Per questo può essere difficile: ogni no che diciamo, comporta a un certo livello, una separazione da qualcuno o qualcosa. Tuttavia, p er quanto doloroso e difficile, alleggerire il nostro zaino metaforico, rende il nostro viaggio più confortevole. Ancora più importante: la fine dell’anno porta anche tradizionalmente alcuni doni. Cosa ci ha regalato, simbolicamente, il 2023? Quali tesori acquisiti nell’anno scorso possiamo portare con noi?
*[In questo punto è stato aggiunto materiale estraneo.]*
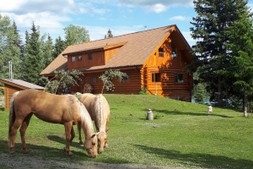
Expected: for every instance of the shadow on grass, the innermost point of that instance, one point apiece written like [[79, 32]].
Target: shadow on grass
[[199, 160], [176, 112], [52, 153]]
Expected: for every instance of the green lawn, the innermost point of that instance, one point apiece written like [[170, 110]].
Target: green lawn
[[182, 134]]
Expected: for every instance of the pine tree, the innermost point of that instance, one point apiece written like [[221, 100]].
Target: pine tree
[[47, 50], [240, 43], [33, 57], [10, 50], [59, 46], [76, 35], [210, 30]]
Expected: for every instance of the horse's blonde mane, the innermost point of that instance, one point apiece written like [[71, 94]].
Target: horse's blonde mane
[[101, 113]]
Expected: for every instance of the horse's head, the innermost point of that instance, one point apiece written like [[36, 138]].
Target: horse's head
[[91, 146], [102, 141]]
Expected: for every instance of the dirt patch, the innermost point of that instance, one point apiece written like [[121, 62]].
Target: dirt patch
[[9, 161]]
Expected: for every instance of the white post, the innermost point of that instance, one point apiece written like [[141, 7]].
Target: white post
[[10, 70]]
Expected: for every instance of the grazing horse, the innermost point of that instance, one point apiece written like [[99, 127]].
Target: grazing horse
[[99, 110], [61, 109]]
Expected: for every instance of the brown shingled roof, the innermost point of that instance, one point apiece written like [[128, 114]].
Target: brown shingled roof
[[21, 84], [137, 48]]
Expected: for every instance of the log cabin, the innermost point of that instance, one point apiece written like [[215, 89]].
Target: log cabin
[[13, 85], [155, 60]]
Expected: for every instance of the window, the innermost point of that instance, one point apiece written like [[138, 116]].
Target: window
[[73, 58], [156, 77], [90, 56], [173, 54], [179, 78], [93, 80], [161, 52], [80, 58]]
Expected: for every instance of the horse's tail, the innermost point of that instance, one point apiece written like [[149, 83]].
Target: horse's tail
[[12, 111]]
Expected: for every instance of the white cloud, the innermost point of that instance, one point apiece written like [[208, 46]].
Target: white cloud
[[166, 3], [6, 6], [179, 18], [158, 8], [97, 32]]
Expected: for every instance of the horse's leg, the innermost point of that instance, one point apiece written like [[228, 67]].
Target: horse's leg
[[22, 131], [106, 130], [13, 132], [72, 134], [68, 127], [79, 132]]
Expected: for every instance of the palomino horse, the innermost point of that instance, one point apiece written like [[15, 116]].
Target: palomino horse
[[62, 109], [99, 110]]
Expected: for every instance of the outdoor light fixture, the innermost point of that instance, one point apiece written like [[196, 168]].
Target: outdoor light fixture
[[173, 54]]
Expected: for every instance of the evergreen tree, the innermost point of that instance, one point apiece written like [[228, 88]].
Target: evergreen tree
[[10, 50], [47, 50], [76, 35], [108, 77], [210, 30], [33, 57], [240, 43], [59, 46]]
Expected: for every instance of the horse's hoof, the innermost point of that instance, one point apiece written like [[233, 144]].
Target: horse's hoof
[[68, 152], [25, 151]]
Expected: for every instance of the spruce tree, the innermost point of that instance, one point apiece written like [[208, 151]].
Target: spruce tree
[[240, 45], [59, 46], [214, 18], [33, 58], [76, 35], [10, 48]]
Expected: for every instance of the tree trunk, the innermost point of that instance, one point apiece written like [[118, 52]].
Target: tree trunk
[[245, 105]]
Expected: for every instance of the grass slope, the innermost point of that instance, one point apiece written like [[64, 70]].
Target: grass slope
[[182, 134]]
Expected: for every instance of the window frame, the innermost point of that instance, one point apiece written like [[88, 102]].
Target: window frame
[[179, 78], [156, 77]]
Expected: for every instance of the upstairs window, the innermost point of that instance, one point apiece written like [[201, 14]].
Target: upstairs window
[[156, 77], [90, 56], [73, 58], [161, 52], [173, 53], [80, 58], [179, 78]]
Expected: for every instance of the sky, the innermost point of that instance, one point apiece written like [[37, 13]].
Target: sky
[[98, 16]]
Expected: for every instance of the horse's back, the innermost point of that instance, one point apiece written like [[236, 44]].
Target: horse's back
[[46, 106]]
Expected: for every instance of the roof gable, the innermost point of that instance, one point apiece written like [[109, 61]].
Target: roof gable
[[135, 50], [21, 84]]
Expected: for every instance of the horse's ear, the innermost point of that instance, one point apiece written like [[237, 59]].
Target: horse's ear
[[78, 95]]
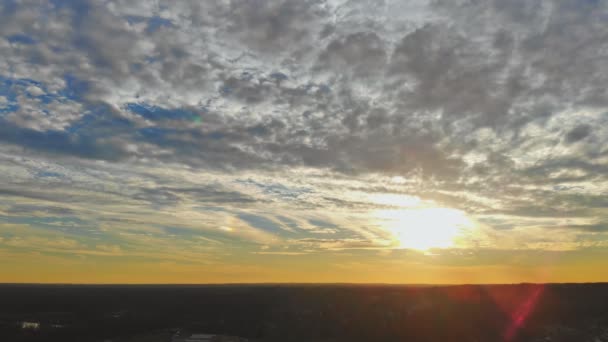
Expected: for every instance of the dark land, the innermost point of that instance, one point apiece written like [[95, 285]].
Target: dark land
[[525, 312]]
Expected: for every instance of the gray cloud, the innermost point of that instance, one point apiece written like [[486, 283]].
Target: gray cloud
[[483, 104]]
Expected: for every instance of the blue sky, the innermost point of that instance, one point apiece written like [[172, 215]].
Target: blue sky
[[369, 134]]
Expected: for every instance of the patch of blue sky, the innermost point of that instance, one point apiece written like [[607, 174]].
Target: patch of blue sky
[[153, 133], [155, 23], [279, 76], [100, 118], [75, 88], [156, 113], [48, 174], [20, 38]]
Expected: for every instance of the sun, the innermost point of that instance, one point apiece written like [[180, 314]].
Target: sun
[[424, 228]]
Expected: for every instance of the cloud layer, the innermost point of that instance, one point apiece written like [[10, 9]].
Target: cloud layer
[[205, 130]]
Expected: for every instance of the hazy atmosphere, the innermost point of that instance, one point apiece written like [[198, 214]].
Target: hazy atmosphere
[[440, 141]]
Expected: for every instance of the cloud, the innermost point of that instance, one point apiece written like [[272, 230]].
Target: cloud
[[281, 120]]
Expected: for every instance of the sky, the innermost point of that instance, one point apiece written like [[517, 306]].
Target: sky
[[303, 141]]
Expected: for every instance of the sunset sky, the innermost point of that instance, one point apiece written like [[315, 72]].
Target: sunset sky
[[368, 141]]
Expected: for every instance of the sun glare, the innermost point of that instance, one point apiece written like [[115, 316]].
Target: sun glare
[[425, 228]]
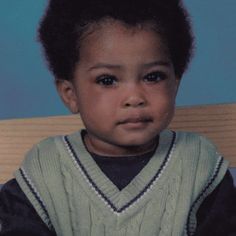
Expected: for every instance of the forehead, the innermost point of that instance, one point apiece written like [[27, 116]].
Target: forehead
[[113, 38]]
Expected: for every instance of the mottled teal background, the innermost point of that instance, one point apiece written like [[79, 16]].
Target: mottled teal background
[[27, 90]]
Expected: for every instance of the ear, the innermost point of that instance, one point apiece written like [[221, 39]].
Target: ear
[[68, 94], [177, 83]]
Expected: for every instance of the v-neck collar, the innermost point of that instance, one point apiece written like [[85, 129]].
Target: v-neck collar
[[120, 200]]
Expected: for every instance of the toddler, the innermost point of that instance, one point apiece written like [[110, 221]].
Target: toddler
[[119, 65]]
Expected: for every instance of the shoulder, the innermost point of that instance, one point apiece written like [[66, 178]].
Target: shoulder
[[198, 144]]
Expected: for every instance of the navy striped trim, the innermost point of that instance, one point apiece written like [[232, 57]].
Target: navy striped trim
[[145, 189], [36, 195], [201, 195]]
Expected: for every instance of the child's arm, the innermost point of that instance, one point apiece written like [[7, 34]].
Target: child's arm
[[217, 214], [17, 215]]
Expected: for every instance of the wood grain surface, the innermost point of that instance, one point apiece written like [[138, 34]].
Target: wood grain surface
[[217, 122]]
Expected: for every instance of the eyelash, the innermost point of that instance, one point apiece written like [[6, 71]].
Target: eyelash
[[111, 80], [155, 77], [106, 80]]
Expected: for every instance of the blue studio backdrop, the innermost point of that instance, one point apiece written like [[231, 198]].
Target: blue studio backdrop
[[27, 88]]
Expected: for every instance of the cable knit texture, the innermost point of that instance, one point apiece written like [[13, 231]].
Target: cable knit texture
[[72, 195]]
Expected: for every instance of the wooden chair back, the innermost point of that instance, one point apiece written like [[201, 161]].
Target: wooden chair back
[[217, 122]]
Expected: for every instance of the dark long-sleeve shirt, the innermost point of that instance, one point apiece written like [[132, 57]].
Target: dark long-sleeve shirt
[[216, 216]]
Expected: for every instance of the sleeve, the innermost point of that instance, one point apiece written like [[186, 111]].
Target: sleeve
[[17, 215], [217, 214]]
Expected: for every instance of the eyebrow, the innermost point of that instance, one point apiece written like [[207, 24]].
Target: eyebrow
[[114, 66]]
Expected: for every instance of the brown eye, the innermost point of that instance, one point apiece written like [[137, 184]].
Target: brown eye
[[106, 80], [154, 77]]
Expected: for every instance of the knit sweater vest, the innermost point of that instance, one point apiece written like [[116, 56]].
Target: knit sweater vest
[[74, 197]]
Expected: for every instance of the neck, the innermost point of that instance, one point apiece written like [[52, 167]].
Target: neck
[[98, 147]]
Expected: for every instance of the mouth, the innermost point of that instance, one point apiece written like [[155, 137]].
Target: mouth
[[135, 121]]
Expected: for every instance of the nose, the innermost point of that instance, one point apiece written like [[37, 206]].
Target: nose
[[134, 97]]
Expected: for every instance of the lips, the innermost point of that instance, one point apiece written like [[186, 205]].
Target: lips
[[135, 120]]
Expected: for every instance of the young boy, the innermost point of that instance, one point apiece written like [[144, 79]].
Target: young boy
[[119, 64]]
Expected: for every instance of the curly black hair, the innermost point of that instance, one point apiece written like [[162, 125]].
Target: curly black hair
[[66, 21]]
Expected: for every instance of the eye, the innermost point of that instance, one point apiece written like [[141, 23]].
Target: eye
[[106, 80], [155, 77]]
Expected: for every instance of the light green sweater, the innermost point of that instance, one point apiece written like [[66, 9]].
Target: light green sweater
[[73, 196]]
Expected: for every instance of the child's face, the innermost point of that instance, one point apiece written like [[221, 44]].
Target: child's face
[[124, 88]]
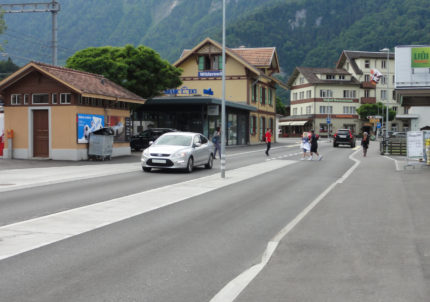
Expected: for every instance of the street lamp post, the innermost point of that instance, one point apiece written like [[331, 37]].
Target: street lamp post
[[387, 50], [223, 137]]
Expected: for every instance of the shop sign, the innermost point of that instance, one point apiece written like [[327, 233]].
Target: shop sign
[[87, 123], [181, 91], [210, 74], [213, 110], [420, 57], [338, 101]]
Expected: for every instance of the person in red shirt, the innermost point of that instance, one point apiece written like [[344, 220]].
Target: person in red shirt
[[268, 137]]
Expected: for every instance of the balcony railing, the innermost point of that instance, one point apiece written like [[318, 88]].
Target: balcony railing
[[368, 100]]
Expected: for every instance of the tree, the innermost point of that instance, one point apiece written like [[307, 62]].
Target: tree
[[139, 69], [280, 107], [366, 110]]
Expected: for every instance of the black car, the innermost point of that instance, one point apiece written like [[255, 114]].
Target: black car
[[344, 137], [141, 141]]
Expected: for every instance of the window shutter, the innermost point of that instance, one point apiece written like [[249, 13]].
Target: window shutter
[[201, 63]]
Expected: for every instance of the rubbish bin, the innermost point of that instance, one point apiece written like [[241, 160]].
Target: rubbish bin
[[101, 144]]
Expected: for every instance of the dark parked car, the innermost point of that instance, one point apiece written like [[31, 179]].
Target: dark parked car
[[344, 137], [141, 141]]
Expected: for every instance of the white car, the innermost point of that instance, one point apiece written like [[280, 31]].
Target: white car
[[178, 150]]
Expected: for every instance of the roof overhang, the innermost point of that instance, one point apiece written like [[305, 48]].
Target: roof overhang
[[197, 101]]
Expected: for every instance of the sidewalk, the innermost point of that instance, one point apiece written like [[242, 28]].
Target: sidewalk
[[367, 240]]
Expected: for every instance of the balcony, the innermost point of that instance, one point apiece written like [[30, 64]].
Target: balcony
[[368, 100], [367, 85]]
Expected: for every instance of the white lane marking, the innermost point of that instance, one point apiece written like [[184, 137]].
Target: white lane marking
[[27, 235], [34, 177], [232, 290]]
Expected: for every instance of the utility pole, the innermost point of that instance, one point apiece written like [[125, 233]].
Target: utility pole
[[52, 7]]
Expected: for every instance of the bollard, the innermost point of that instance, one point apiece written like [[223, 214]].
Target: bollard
[[428, 151]]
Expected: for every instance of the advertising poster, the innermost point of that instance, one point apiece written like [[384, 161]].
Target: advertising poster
[[121, 127], [88, 123]]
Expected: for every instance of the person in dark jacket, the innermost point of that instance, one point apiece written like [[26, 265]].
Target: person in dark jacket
[[365, 143]]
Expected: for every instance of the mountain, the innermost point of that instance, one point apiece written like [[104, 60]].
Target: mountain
[[309, 33]]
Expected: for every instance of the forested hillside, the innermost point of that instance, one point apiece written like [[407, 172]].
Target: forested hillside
[[306, 32]]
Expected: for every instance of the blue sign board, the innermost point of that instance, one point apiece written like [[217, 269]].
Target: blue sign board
[[210, 74]]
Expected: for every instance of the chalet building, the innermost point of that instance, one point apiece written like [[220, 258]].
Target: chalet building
[[323, 96], [52, 109], [250, 93]]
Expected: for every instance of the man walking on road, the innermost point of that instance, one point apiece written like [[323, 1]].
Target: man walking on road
[[268, 140], [314, 145]]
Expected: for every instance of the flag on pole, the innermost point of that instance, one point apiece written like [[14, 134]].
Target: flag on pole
[[375, 76]]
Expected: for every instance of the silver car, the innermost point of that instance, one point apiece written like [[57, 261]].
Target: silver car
[[178, 150]]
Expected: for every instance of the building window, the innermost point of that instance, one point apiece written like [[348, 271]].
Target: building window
[[367, 93], [212, 62], [349, 93], [15, 99], [367, 64], [326, 93], [66, 98], [41, 98]]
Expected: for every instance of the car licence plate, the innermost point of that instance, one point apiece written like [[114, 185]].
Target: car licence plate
[[159, 161]]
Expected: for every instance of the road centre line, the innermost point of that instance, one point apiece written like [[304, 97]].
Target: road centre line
[[27, 235], [233, 289]]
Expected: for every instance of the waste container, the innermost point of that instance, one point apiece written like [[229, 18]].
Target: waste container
[[101, 144]]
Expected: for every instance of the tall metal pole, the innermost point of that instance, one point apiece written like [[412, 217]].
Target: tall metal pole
[[223, 126], [386, 97], [54, 33]]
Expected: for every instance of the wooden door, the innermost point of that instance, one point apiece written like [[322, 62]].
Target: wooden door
[[40, 133]]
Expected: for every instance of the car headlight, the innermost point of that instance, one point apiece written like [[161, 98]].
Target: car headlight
[[180, 154]]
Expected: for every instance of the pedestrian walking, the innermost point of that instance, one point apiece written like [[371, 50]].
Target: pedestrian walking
[[314, 145], [365, 143], [305, 146], [216, 140], [268, 140]]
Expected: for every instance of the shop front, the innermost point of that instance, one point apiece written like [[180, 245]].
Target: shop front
[[198, 114]]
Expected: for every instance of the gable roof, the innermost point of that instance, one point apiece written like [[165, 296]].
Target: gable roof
[[84, 83], [251, 58], [310, 75], [351, 56]]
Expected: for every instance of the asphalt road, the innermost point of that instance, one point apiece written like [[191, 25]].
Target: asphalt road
[[186, 251]]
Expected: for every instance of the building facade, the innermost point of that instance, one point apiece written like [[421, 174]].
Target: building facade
[[327, 98], [249, 81], [51, 110]]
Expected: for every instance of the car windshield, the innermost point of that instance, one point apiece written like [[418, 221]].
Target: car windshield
[[174, 140]]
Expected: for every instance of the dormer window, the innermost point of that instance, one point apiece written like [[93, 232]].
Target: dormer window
[[210, 62]]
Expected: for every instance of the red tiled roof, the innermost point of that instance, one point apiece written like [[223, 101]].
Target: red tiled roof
[[88, 83]]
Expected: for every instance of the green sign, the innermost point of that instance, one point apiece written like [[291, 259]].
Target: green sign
[[420, 57]]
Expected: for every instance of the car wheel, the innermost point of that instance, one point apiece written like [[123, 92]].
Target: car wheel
[[190, 165], [210, 163]]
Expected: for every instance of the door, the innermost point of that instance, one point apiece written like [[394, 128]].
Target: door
[[40, 133]]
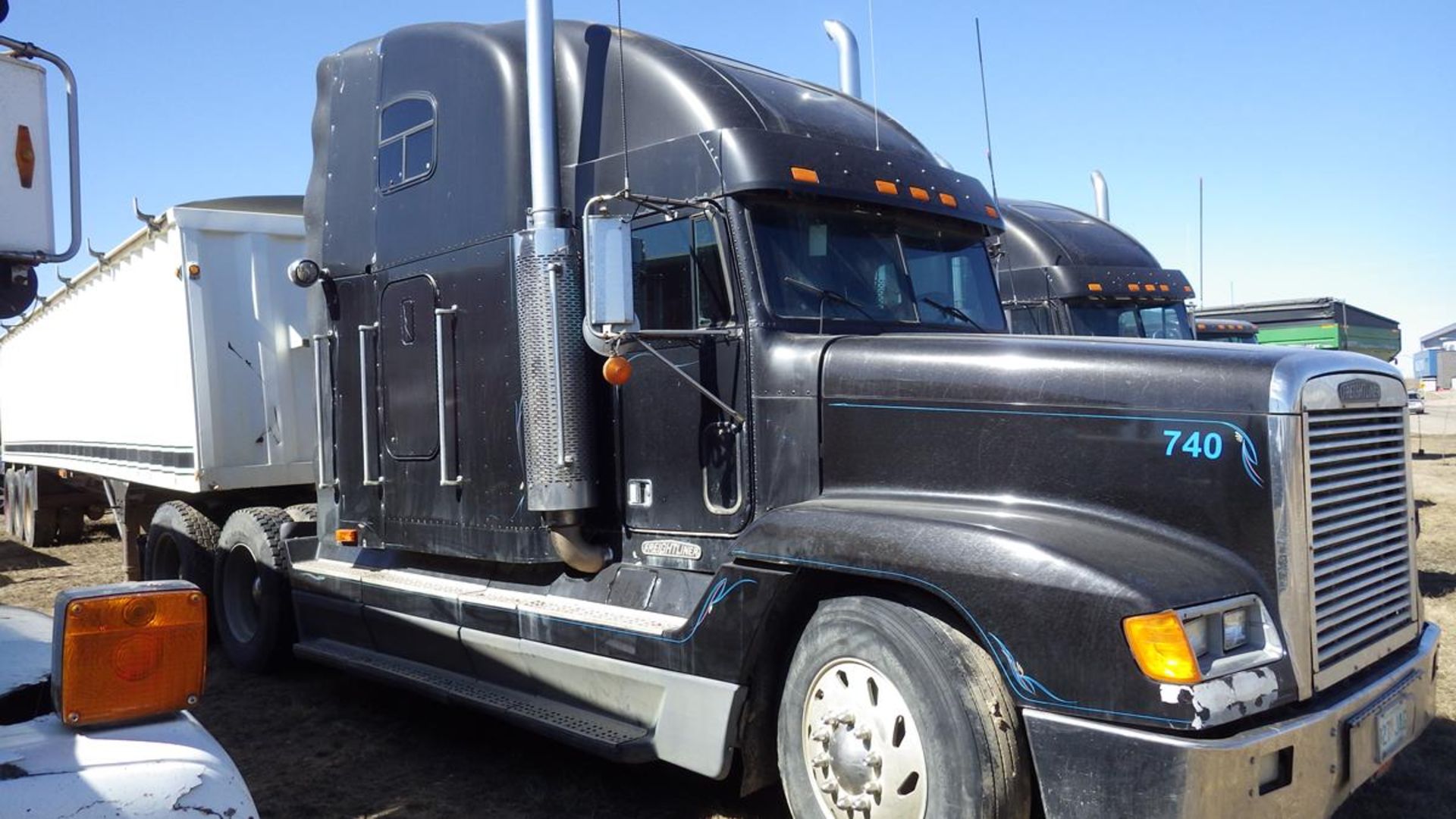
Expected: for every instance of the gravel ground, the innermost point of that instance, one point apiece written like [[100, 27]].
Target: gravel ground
[[315, 742]]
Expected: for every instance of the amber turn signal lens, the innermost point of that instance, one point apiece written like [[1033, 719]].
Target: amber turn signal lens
[[25, 155], [1161, 648], [126, 656], [804, 175], [617, 371]]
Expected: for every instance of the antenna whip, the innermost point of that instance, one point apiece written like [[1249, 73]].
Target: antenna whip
[[622, 80], [874, 74], [986, 110]]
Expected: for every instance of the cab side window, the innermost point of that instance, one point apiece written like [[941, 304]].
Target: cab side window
[[406, 142], [677, 276]]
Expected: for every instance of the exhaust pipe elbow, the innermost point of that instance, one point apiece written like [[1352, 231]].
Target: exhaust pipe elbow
[[574, 550], [848, 57], [1100, 193]]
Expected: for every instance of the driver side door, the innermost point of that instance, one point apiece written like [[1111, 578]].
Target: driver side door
[[683, 460]]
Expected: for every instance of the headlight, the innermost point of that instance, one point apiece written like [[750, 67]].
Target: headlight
[[1203, 642]]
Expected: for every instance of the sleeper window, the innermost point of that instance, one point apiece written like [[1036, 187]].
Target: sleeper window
[[406, 142]]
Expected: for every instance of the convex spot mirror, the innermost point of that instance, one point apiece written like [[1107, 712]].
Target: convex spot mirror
[[607, 249]]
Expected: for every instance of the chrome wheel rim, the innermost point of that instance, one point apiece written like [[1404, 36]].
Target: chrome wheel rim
[[861, 746]]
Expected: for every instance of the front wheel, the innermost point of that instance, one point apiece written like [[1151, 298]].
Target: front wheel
[[253, 605], [892, 713]]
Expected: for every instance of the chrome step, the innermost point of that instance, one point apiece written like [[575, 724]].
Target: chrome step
[[579, 726]]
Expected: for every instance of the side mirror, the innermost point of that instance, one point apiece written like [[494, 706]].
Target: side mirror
[[607, 248]]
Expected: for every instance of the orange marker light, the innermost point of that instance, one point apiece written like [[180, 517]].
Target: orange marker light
[[1161, 648], [25, 155], [128, 654], [617, 371]]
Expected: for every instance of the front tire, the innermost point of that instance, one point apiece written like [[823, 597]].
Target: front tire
[[253, 605], [892, 713]]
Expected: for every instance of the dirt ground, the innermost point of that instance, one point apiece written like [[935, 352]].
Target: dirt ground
[[315, 742]]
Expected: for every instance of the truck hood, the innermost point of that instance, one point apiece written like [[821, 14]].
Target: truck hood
[[1084, 373], [25, 649]]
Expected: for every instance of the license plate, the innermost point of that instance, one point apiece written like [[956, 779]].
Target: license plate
[[1392, 727]]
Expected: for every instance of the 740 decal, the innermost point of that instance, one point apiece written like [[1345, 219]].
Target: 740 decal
[[1194, 444]]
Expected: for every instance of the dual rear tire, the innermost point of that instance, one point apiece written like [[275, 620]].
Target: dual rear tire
[[181, 542], [253, 605]]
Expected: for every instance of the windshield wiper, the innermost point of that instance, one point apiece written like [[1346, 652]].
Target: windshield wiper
[[952, 311], [827, 295]]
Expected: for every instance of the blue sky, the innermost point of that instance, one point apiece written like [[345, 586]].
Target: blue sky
[[1324, 130]]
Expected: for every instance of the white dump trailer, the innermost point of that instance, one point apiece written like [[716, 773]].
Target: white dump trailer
[[171, 382]]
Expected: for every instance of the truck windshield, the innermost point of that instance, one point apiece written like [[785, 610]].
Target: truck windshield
[[1130, 319], [887, 267]]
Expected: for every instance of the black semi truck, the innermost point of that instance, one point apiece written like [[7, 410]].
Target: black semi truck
[[1066, 273], [817, 513]]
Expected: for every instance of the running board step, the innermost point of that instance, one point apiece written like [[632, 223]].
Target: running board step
[[576, 726]]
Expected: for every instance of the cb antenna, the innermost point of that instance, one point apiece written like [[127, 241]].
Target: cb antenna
[[874, 74], [622, 82], [986, 108]]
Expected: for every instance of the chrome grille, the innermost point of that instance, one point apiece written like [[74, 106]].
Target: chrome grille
[[1360, 529]]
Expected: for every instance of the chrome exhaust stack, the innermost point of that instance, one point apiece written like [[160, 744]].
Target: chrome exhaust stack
[[848, 55], [1100, 193], [557, 425]]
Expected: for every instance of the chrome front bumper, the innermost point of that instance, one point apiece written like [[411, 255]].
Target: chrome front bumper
[[1304, 765]]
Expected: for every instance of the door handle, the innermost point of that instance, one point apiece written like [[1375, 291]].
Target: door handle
[[367, 401], [449, 460]]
Tornando alla metafora del cammino, quanta soddisfazione si prova quando, dopo alcune ore di cammino, ci voltiamo e riusciamo a scorgere lontano, all’orizzonte, il punto di partenza? Una torre, un campanile sotto cui siamo passati alla partenza, ora è un oggetto piccolissimo ma ancora distinguibile, che ci aiuta a notare quanta strada abbiamo fatto. Allo stesso modo, nel nostro passaggio da un anno all’altro, è bene non dimenticare i risultati che abbiamo ottenuto, le cose che abbiamo imparato e, simbolicamente, i doni che il 2023 ci ha fatto.
Per questo possiamo anche provare a sentire e a dimostrare gratitudine. A noi stessi e a chi o cosa ci ha fatto questi doni (ne accennavo qui). Aver fatto spazio nel nostro bagaglio, lascia posto a cose nuove che possiamo portare con noi. Il vuoto può far paura se concentriamo la nostra attenzione a ciò che non c’è, ma diventa ricco di opportunità, stimolante, se lo guardiamo nella sua potenzialità di aggiungere novità e, appunto, nuove possibilità.
Tornando a Giano, però, non dimentichiamo che gli manca la visione del presente. Dobbiamo prestare attenzione per non incorrere nello stesso errore. Siamo in un momento di passaggio, ma è essenziale non perdere consapevolezza del qui e ora, riconoscere che il pezzetto di terra su cui poggiamo i piedi, sebbene sia conseguenza del cammino intrapreso e sia il trampolino da cui muove il cammino di fronte a noi, è fondamentale non solo per queste ragioni. Dal momento presente, dal respiro di questo istante, possiamo prendere le energie che posso aiutarci nella ripresa dopo le vacanze.
Possiamo farci accompagnare da Giano in ogni istante, ogni momento è degno di esser vissuto e celebrato come un rito di passaggio, ma dobbiamo restare comunque radicati nel presente e saper oscillare fra pausa e movimento, fra riflessione e azione, fra carica e scarica. Abbiamo bisogno di un terzo volto, che guarda costantemente nel qui e ora, e anche dentro. Stiamo nel presente, raccogliamo le nostre forze, i nostri bagagli e prepariamoci a riprendere il nostro cammino.